Curitiba - Com a alta da inflação as empresas buscam cada vez mais estratégias de marketing para manter os clientes e as vendas. O professor e coordenador do MBA de Marketing da ISAE-FGV, Luis Carlos Seixas de Sá, orienta que, com o aumento das taxas inflacionárias, os especialistas em marketing devem começar a olhar com mais cuidado para os custos de desenvolvimento de produtos, logística, distribuição, vendas e atendimento de pós-venda para tentar reduzir os gastos.
Outra saída, segundo ele, é focar a atuação em lucratividade e intensificar o relacionamento com os clientes que compram um volume maior. A dica é voltar as atenções para os clientes que são menos propensos a deixar a marca e observar o comportamento de compra no que se refere a produtos, volume e periodicidade.
distribuição de produtos, por exemplo, terceirizando esse serviço em algumas regiões.
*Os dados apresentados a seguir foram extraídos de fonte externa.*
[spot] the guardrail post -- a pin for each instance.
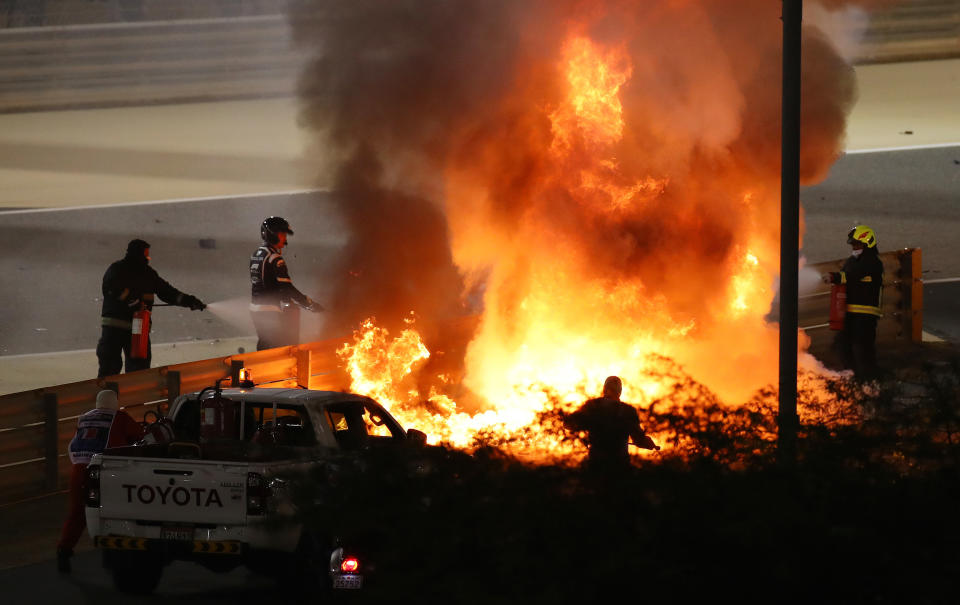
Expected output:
(916, 296)
(303, 368)
(50, 442)
(235, 366)
(173, 387)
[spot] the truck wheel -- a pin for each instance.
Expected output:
(137, 573)
(307, 572)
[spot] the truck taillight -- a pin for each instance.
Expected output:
(93, 485)
(256, 494)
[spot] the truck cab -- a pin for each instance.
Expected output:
(207, 492)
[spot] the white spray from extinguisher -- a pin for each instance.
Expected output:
(234, 311)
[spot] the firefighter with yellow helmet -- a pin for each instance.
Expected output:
(862, 274)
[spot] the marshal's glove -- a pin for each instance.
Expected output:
(313, 306)
(194, 303)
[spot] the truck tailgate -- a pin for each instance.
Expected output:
(188, 491)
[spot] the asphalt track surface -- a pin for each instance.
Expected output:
(53, 260)
(90, 583)
(56, 259)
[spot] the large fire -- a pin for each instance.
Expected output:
(613, 206)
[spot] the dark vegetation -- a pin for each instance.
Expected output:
(868, 514)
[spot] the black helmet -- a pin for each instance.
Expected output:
(273, 225)
(136, 248)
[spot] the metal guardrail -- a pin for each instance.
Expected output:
(913, 30)
(902, 303)
(37, 425)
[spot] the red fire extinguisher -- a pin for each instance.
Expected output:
(838, 305)
(140, 334)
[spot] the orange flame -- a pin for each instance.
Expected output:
(554, 327)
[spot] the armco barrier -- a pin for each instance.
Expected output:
(902, 298)
(37, 425)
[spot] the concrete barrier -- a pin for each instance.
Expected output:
(205, 50)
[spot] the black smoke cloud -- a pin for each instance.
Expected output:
(401, 89)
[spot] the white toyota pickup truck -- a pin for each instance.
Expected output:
(216, 490)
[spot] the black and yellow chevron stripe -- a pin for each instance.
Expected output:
(120, 543)
(197, 546)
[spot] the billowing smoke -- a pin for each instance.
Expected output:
(469, 172)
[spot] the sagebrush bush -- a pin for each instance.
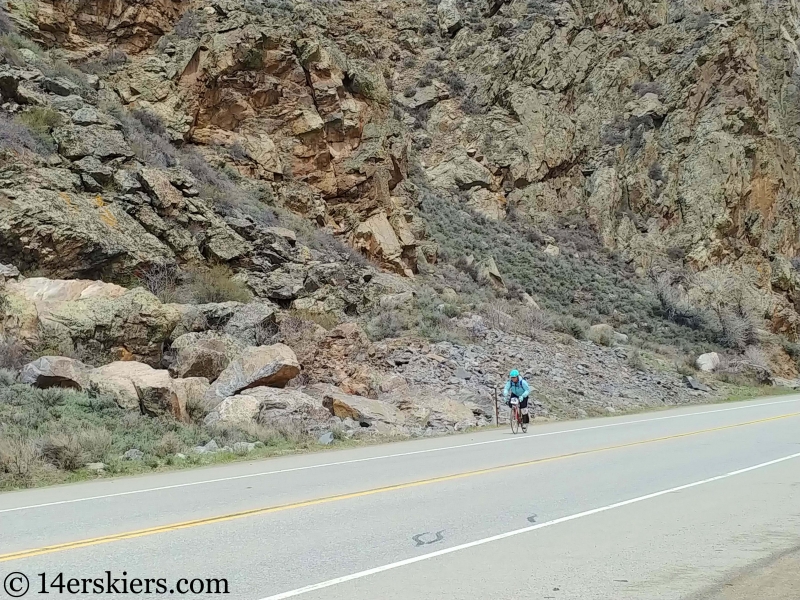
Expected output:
(13, 352)
(40, 121)
(47, 434)
(19, 457)
(162, 280)
(217, 284)
(17, 138)
(326, 320)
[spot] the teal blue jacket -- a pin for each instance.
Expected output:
(521, 389)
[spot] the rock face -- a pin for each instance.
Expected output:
(204, 354)
(272, 366)
(132, 25)
(708, 361)
(136, 386)
(133, 385)
(56, 371)
(131, 323)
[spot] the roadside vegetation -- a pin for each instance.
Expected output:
(54, 435)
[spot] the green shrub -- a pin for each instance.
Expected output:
(635, 360)
(13, 352)
(217, 284)
(386, 324)
(585, 282)
(41, 119)
(326, 320)
(603, 335)
(572, 326)
(169, 443)
(64, 451)
(19, 456)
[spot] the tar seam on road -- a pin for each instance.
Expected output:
(328, 499)
(387, 456)
(516, 532)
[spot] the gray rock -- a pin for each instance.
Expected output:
(68, 103)
(87, 116)
(204, 354)
(462, 373)
(56, 371)
(75, 142)
(89, 165)
(449, 17)
(127, 181)
(60, 86)
(133, 454)
(252, 323)
(696, 385)
(272, 366)
(8, 271)
(708, 361)
(243, 447)
(89, 184)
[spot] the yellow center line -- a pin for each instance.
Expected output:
(325, 500)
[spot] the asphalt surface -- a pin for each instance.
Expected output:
(690, 503)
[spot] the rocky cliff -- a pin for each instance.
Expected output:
(670, 126)
(547, 153)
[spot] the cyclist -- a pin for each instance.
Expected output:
(517, 387)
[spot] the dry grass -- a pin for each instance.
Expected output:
(217, 284)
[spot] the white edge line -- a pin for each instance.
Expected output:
(502, 536)
(385, 456)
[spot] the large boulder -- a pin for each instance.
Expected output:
(708, 361)
(489, 274)
(235, 410)
(252, 323)
(131, 323)
(189, 391)
(281, 405)
(56, 371)
(438, 412)
(367, 411)
(449, 17)
(602, 334)
(204, 354)
(135, 385)
(272, 407)
(256, 366)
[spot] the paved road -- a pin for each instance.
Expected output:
(680, 504)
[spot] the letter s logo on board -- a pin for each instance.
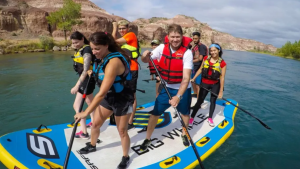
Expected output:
(41, 146)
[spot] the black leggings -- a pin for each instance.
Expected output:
(202, 94)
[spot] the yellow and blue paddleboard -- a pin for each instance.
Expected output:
(48, 147)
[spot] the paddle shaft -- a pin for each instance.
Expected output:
(75, 126)
(148, 80)
(182, 123)
(143, 91)
(262, 123)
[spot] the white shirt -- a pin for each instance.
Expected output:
(187, 61)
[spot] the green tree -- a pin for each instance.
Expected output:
(66, 17)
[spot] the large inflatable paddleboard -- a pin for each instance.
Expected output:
(48, 147)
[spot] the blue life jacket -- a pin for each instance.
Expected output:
(120, 80)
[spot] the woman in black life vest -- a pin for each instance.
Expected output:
(213, 69)
(82, 62)
(114, 97)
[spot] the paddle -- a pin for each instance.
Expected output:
(148, 80)
(262, 123)
(143, 91)
(182, 123)
(75, 126)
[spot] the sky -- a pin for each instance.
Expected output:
(269, 21)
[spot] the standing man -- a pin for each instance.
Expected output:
(129, 42)
(154, 44)
(199, 52)
(175, 66)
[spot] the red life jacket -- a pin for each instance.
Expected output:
(171, 65)
(151, 67)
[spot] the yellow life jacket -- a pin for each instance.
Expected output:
(133, 50)
(133, 54)
(215, 68)
(79, 61)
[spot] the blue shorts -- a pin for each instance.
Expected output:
(198, 79)
(162, 102)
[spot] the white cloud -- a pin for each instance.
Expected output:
(269, 21)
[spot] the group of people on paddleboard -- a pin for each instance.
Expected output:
(112, 64)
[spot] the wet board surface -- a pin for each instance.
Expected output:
(31, 149)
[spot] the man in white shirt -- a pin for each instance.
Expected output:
(175, 66)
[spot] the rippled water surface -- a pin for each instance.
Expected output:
(35, 88)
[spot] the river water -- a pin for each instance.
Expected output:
(35, 89)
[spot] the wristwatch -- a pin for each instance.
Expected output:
(179, 96)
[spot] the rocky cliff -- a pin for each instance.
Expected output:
(20, 19)
(23, 19)
(155, 28)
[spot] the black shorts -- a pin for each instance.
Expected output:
(133, 82)
(118, 103)
(90, 87)
(160, 87)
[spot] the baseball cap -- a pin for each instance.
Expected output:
(155, 41)
(196, 33)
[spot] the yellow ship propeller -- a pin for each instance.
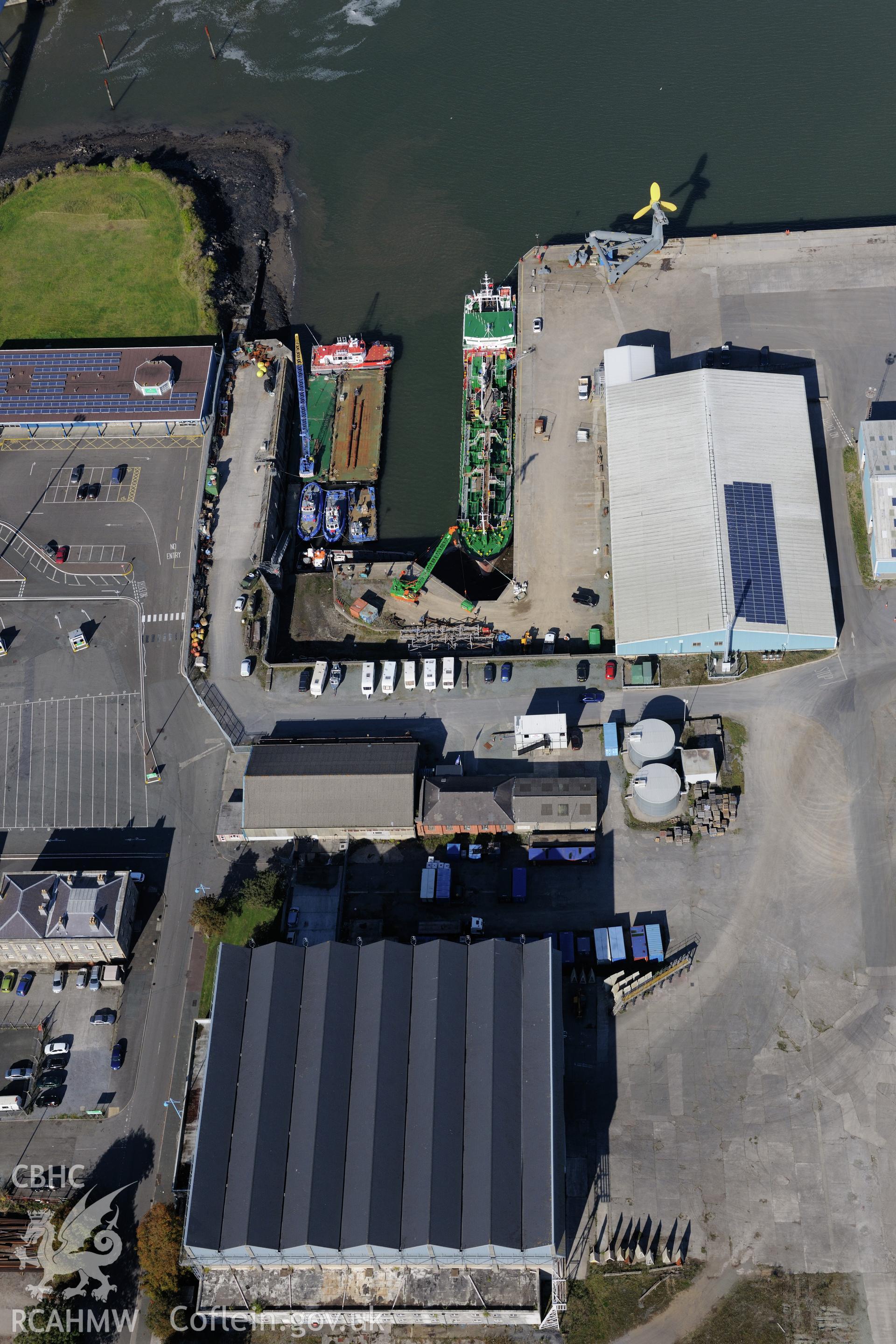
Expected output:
(655, 201)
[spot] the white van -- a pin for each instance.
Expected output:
(319, 680)
(369, 679)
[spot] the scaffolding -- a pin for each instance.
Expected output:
(448, 635)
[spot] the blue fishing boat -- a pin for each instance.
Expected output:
(311, 510)
(335, 512)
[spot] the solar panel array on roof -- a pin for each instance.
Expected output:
(753, 545)
(382, 1105)
(39, 385)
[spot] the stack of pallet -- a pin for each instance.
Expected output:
(714, 810)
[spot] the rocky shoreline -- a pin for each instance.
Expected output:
(242, 198)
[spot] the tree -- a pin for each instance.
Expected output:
(209, 917)
(159, 1236)
(261, 891)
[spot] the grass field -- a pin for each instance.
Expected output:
(612, 1302)
(242, 925)
(101, 253)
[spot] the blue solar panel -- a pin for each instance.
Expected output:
(753, 546)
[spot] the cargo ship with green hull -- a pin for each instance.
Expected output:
(487, 451)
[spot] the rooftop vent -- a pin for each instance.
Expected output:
(154, 378)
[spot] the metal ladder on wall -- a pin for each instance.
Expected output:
(716, 521)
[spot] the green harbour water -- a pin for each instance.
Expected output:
(434, 141)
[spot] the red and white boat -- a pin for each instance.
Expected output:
(351, 353)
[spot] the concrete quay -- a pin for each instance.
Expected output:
(821, 295)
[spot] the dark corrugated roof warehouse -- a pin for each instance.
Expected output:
(382, 1105)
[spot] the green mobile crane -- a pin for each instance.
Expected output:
(406, 588)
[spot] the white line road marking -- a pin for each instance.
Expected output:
(202, 755)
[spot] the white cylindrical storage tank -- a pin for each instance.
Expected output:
(651, 740)
(656, 788)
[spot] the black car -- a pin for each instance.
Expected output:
(50, 1099)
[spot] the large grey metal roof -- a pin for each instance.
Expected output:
(673, 442)
(370, 1104)
(323, 785)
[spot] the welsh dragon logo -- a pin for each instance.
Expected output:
(83, 1225)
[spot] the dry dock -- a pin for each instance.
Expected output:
(828, 295)
(346, 420)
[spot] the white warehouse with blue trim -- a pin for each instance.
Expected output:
(715, 519)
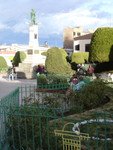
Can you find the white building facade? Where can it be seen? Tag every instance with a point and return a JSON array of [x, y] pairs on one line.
[[82, 43]]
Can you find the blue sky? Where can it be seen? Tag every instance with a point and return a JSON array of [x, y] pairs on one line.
[[52, 16]]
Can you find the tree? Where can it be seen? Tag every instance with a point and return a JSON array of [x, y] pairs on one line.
[[56, 61], [102, 45]]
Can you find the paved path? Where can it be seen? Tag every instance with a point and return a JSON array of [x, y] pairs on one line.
[[7, 86]]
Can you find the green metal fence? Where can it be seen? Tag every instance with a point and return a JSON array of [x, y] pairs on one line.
[[9, 101], [31, 126], [60, 86]]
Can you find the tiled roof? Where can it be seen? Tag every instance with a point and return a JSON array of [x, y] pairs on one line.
[[84, 37]]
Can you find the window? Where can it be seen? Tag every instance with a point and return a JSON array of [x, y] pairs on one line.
[[87, 47], [78, 34], [77, 47], [35, 36]]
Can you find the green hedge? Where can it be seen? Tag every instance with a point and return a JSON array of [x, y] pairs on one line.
[[79, 57], [102, 45], [95, 94], [19, 58], [56, 62]]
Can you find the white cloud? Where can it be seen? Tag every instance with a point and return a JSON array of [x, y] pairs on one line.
[[3, 26], [56, 23], [20, 27]]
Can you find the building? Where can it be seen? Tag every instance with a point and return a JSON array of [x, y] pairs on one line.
[[82, 43], [70, 35]]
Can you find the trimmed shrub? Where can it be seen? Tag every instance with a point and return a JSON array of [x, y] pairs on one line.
[[57, 78], [56, 61], [19, 58], [93, 95], [41, 79], [3, 63], [36, 51], [44, 53], [79, 57], [102, 45]]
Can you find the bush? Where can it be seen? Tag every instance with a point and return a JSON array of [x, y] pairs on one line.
[[57, 78], [19, 58], [102, 45], [36, 51], [41, 79], [56, 62], [44, 53], [3, 63], [91, 96], [79, 57], [29, 127]]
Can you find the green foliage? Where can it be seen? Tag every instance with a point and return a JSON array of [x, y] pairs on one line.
[[102, 45], [10, 58], [19, 58], [79, 57], [57, 78], [29, 128], [41, 79], [36, 51], [3, 63], [56, 61], [91, 96]]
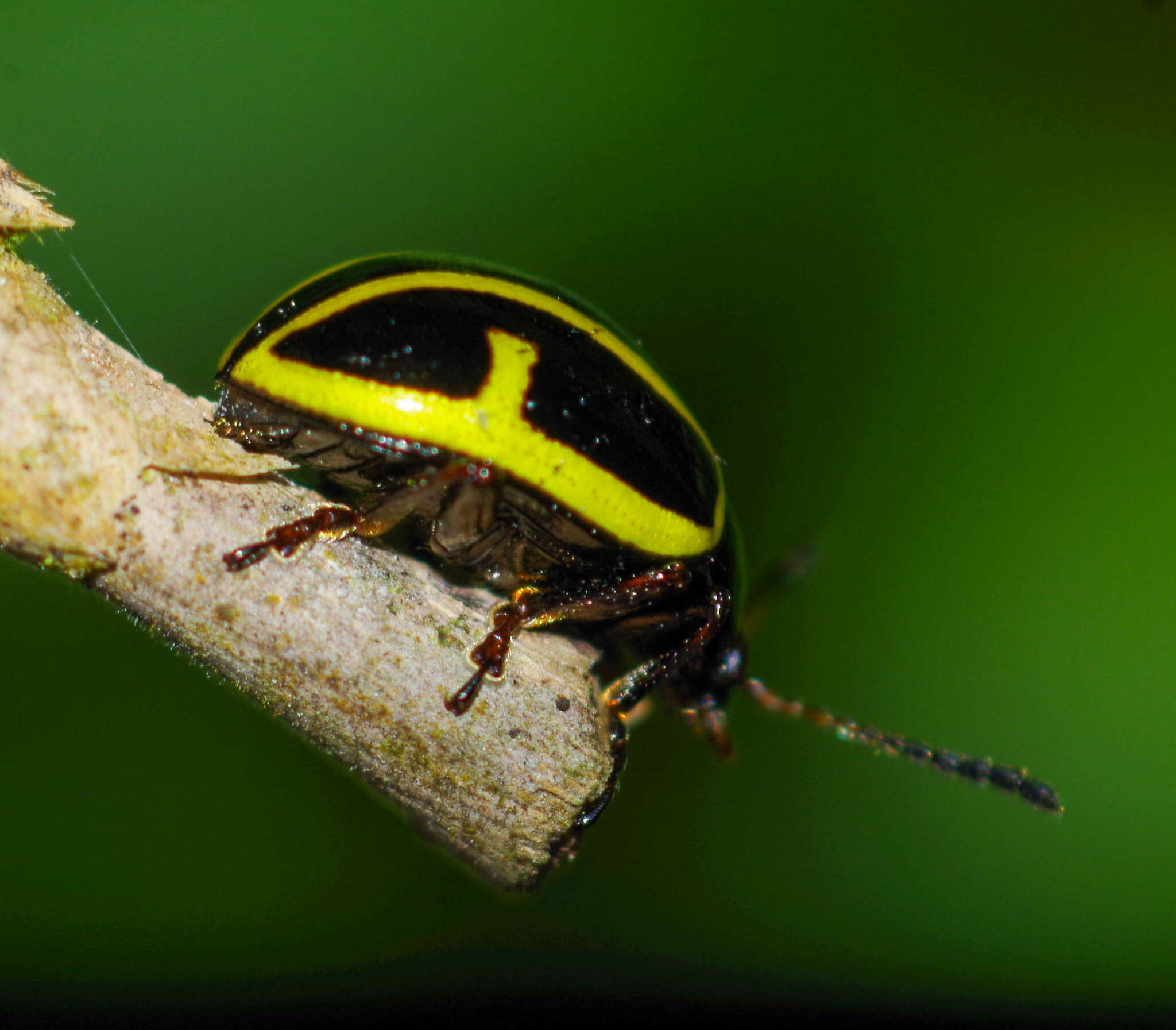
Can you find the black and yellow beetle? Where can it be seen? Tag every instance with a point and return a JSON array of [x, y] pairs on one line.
[[524, 437]]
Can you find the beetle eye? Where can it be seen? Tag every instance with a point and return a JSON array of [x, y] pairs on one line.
[[728, 668]]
Outra ação que não pode ser abandonada é o fortalecimento da marca.
Sá disse que a inflação vai atingir alguns setores de uma maneira desigual. Ele acredita que as empresas que utilizam o petróleo como matéria-prima vão sofrer um pouco mais. As companhias que precisam de commodities minerais e agrícolas também devem ser afetadas pela pressão do mercado internacional. Estes segmentos devem ter mais dificuldade de manter os preços.
Por outro lado, para os produtos de massa que utilizam tecnologia da informação como celulares, computadores e alguns aparelhos elétricos, a inflação não deve trazer tantos problemas, porque a tecnologia da informação barateia estes itens a cada mês. De acordo com a Lei de Moor (primeiro presidente da Intel), a cada vez que a potência de um microprocessador dobra, os custos caem, pelo menos, 50%.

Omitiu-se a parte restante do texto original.